Despite his humble background, education was important to young Harold and his parents. He was educated at Oneida Stake Academy in Preston, Idaho, where he applied himself, especially to the study of music. He played the alto, French, and baritone horns. He was also involved in other extracurricular activities such as playing basketball, competing in debate tournaments, and reporting for the school newspaper.
After Oneida, Harold B. Lee earned a teaching certificate from the Albion State Normal School. The certificate required a fifteen-subject test and placed him in his first job—teaching a class of twenty-five students from first grade to eighth grade. He excelled, and at age eighteen he became the principal of a school.
Harold B. Lee took time from his budding career to serve a mission to the Western States. There he met a sister missionary named Fern Lucinda Tanner. When they finished their missions, they began courting and were married in the Salt Lake Temple in 1923. They had two daughters, Maurine and Helen.
When he was thirty-three years old, Harold B. Lee was appointed to fill the vacancy in the Salt Lake City Commission, where he was assigned to the Department of Streets and Public Improvements. He was later elected to that same position, and many Utah citizens encouraged him to run for higher offices such as governor or senator. He declined and instead spent most of his time in Church service.
Harold B. Lee presided over Salt Lake’s Pioneer Stake as the youngest stake president to that point. When the Great Depression hit, he found that half of his stake had become unemployed. In response to their needs, he established a welfare system, making use of the bishop’s storehouse. That welfare program was eventually adapted for use throughout the entire Church, and Harold B. Lee became its managing director.

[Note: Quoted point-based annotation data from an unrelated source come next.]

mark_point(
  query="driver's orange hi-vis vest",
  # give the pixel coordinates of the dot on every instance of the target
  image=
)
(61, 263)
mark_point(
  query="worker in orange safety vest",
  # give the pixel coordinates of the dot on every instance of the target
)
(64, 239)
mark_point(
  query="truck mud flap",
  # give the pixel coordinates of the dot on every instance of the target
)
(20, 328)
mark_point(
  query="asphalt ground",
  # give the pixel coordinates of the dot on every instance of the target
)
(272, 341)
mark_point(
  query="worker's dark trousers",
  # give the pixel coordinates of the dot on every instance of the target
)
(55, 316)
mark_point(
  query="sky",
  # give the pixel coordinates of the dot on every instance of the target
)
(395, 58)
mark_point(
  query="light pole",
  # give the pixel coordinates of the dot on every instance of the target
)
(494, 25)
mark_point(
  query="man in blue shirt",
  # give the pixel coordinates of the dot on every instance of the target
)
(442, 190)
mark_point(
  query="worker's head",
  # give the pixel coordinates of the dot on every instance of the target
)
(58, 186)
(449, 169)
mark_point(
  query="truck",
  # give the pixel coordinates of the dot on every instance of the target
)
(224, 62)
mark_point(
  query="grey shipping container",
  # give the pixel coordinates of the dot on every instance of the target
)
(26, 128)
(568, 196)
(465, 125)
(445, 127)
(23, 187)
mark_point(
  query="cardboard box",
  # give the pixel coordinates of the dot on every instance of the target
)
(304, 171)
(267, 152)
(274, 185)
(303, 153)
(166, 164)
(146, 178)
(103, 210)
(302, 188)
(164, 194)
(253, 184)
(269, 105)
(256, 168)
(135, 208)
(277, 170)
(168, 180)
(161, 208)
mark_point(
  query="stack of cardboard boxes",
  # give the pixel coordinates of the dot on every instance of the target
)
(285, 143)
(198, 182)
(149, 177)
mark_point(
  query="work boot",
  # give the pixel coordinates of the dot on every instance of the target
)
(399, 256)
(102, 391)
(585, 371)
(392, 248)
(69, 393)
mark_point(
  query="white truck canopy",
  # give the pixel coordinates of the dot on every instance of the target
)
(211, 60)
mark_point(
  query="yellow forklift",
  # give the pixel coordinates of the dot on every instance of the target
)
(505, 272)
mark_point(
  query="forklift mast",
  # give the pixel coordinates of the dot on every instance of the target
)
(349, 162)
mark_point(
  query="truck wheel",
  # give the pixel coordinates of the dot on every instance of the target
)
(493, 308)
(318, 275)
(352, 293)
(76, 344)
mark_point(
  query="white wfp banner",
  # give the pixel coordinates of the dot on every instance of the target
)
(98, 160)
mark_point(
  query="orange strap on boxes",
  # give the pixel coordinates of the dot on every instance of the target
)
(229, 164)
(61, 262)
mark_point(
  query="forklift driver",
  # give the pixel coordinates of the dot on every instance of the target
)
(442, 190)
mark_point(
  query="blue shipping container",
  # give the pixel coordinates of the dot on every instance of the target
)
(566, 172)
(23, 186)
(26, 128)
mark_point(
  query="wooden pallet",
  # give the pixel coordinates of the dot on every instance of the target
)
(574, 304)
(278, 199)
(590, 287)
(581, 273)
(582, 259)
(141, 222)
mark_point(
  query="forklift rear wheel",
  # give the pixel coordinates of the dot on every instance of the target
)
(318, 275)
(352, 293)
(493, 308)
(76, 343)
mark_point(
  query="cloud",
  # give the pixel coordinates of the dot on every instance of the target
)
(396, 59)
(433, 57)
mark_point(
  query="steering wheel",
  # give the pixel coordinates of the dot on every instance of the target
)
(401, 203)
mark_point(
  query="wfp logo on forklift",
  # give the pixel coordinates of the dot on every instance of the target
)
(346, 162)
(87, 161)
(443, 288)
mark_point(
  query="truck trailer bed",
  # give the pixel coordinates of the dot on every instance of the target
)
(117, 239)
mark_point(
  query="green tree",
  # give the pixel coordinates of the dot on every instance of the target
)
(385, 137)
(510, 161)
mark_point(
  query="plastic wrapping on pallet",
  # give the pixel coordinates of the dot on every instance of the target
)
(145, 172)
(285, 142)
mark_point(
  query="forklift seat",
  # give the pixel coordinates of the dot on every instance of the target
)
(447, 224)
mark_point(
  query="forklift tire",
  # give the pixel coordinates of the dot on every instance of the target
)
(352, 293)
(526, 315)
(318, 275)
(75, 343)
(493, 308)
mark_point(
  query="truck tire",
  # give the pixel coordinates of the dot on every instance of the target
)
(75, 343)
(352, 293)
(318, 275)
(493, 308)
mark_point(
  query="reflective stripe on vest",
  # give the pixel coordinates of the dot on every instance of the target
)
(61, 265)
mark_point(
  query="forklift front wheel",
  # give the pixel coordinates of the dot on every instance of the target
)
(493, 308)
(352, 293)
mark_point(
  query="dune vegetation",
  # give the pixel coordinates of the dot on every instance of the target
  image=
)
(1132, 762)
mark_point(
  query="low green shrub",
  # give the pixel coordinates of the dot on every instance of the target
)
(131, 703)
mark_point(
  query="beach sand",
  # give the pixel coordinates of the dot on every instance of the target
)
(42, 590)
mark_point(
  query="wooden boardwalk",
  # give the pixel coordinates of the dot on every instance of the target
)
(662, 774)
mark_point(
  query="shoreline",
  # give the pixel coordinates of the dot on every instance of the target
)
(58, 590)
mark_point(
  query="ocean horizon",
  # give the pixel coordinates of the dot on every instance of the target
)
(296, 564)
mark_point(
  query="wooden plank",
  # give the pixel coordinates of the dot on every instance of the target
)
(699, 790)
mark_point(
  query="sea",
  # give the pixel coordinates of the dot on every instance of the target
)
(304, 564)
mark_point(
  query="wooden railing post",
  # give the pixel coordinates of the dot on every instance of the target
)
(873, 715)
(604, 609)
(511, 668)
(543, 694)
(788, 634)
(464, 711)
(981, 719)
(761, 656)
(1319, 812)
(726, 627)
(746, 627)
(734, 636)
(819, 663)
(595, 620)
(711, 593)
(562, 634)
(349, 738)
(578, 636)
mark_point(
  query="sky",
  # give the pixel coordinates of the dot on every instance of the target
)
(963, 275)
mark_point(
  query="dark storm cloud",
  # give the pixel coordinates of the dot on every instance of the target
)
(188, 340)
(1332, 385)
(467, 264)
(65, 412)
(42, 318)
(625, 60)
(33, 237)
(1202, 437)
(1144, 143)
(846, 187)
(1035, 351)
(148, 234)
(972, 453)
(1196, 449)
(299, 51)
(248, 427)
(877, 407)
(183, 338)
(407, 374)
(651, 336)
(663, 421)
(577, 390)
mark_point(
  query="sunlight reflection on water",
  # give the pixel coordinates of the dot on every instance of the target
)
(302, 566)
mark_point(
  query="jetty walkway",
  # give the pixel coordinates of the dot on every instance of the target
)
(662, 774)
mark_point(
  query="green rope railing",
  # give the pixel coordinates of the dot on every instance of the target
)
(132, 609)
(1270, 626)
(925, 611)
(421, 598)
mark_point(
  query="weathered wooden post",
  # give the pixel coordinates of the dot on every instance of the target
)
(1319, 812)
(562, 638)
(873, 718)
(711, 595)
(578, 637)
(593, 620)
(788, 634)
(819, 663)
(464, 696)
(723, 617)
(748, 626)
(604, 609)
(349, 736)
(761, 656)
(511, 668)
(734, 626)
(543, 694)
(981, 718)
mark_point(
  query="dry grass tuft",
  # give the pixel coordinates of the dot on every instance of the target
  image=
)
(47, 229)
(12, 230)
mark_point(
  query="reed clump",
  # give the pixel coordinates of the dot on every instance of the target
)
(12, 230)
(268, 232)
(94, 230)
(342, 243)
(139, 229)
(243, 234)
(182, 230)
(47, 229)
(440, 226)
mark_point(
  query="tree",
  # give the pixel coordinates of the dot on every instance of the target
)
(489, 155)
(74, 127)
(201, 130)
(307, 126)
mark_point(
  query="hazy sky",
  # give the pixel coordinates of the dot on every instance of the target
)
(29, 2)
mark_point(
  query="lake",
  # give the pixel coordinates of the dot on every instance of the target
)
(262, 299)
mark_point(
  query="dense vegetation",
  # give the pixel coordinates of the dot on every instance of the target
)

In 1941 Harold B. Lee was called to the Quorum of the Twelve. Twenty years into his service, his wife Fern passed away. The following year, he married Freda Joan Jensen, whose companionship blessed him until his own death. In 1972 he became the eleventh president of The Church of Jesus Christ of Latter-day Saints. He served in that capacity for just over a year before passing away in December 1973 at the age of seventy-four. In his time as a general authority, President Lee traveled thousands of miles to visit missionaries and members in Asia, South America, and other areas of the world.
During a period of time spanning over a quarter of a century, President Harold B. Lee visited and spoke at Brigham Young University many times. He spoke boldly of the responsibilities and blessings that come from being covenant children of God. His testimony and admonition to “be loyal to the royal within you” continue to inspire members of the Church worldwide.